Seyfarth Synopsis: Class Certification Recipe Needs More Flavor: The Fourth Circuit tossed out a class certification order for Bojangles’ shift managers, citing a high level of generality in identifying common policies and overly broad class definitions as insufficient under Rule 23. The court’s message? For a class action to pass the Rule 23 taste test, you need a well-seasoned mix of precise common policies and narrow class definitions. Bon appétit!
The original recipe for pursuing class certification based on overbroad and generalized allegations might be cooked. A Fourth Circuit panel recently held that allegations about “generic” policies allegedly necessitating off-the-clock work does not suffice for class action certification.
Specifically, in Stafford, Jr. v. Bojangles’ Restaurants, Inc., the Fourth Circuit vacated and a remanded a class certification order from the United States District Court for the Western District of North Carolina. The plaintiffs claim that Bojangles – a beloved southern-style fast-food chain with more than 300 restaurants across eight states – systematically required its shift managers to perform various tasks off-the-clock without compensation. To add more heat, they also allege that Bojangles sometimes made unauthorized edits to their time records to avoid paying overtime.
The district court certified classes for shift managers in North Carolina and South Carolina but denied certification for other state law claims (in Alabama, Georgia, Kentucky, Tennessee, and Virginia) on the grounds that the representatives from those states could not “fairly and adequately protect the interest of the class.”
The Fourth Circuit found that the district court abused its discretion in certifying even the North Carolina and South Carolina classes due to a “high level of generality” in identifying common policies, which allegedly unified prospective class members’ wide-ranging claims, as well as overly broad class definitions. This decision underscores the critical importance of specificity and precision in identifying common policies uniting class members’ claims and fashioning class definitions to meet the requirements of Rule 23.
Alleged Overtime Avoidance Recipe Too General To Show Commonality and Predominance
One of the key problems the Fourth Circuit identified was the district court’s heavy reliance on the fact that 80% of prospective class members worked opening shifts and were subject to Bojangles’ Opening Checklist. This checklist allegedly required pre-shift work before clocking in, which the district court saw as a common question of fact. The district court also determined that common questions predominated because, despite differences in the character and extent of the plaintiffs’ off-the-clock work, all class members’ claims originated from the same alleged policies and practices, including the Opening Checklist.

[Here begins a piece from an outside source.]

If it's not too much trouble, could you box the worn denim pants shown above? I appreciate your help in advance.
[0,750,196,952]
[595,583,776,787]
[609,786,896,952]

But the Fourth Circuit rejected the secret sauce. They noted that just because the plaintiffs satisfied Rule 23 with respect to their pre-shift work claims didn’t mean all claims were entitled to class treatment. This finding alone didn’t meet the commonality and predominance requirements of Rule 23, as it didn’t address the Named Plaintiffs’ other allegations regarding off-the-clock work. Although pre-shift work was one theory of liability alleged in the case, the Named Plaintiffs also claimed that they and some of the class members experienced wage violations due to miscellaneous post-closing tasks like cleaning, workday trips to the bank for deposits and travel between store locations, and “systematic” time shaving by some managers to avoid overtime obligations.
Besides the pre-shift work, the district court didn’t distinguish between these other alleged off-the-clock activities, nor did it identify any company policies related to them. Instead, it “leaned into generalities,” suggesting that class members were unified by a common theory of being worked off the clock, regardless of the specific uncompensated activities they were required to perform. The Fourth Circuit concluded, “While evidence of commonality among employees may come in many forms, and may not appear exactly like the Opening Checklist, we require something more than conclusory assertions of some highly generalized company policy to have shift managers work without pay.”

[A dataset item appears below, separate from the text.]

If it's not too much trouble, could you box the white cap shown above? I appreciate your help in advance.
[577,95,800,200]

This holding is similar to the one we blogged about last month, where the Middle District of Florida denied even FLSA conditional certification for grocery store department and assistant managers due to the overwhelming number of individualized issues that precluded a finding of similarity. Like in that case, the Circuit Court here noted that a “generalized company policy” could not be used to answer questions like (a) what kind off-the-clock work did an employee perform? (b) how much time was spent on it? and (c) for whom was time-shaving attempted?

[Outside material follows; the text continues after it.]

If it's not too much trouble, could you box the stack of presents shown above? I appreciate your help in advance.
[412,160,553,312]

Too Many Cooks Overly Broad Class Definitions Get Fried
The Fourth Circuit wasn’t having it with the overly broad class definitions either, which lumped together all shift managers who worked within a three-year period without specifying the type of off-the-clock work or whether they experienced time-shaving. This lack of specificity raised red flags about commonality, predominance, and typicality – all crucial elements for class certification under Rule 23.
Ultimately, the Fourth Circuit did not foreclose class certification here quite yet. Rather, it suggested that the district court whip up more specific subclasses to ensure that common questions predominate and that class representatives have claims typical of the subclass they represent.
Rule 23 Recipe: Mixing Precision with Commonality and Slicing Out Subclasses
The Fourth Circuit’s decision serves up a reminder of the importance of precise class definitions and clear identification of common policies when certifying class actions to meet the stringent requirements of Rule 23. So while it may be “Bo Time,” that’s not enough for Rule 23 class certification.
As the case heads back to the district court, it will be crucial to see how the court addresses the issues raised by the Fourth Circuit in its certification analysis. Will they create more specific subclasses to ensure that the class action is both fair and not overbroad? Will this decision highlighting the impropriety of relying on a “generalized” policy for class purposes also result in decertification of the conditionally certified FLSA collective? Only time will tell, but one thing’s for sure – this case is cooking up some interesting developments!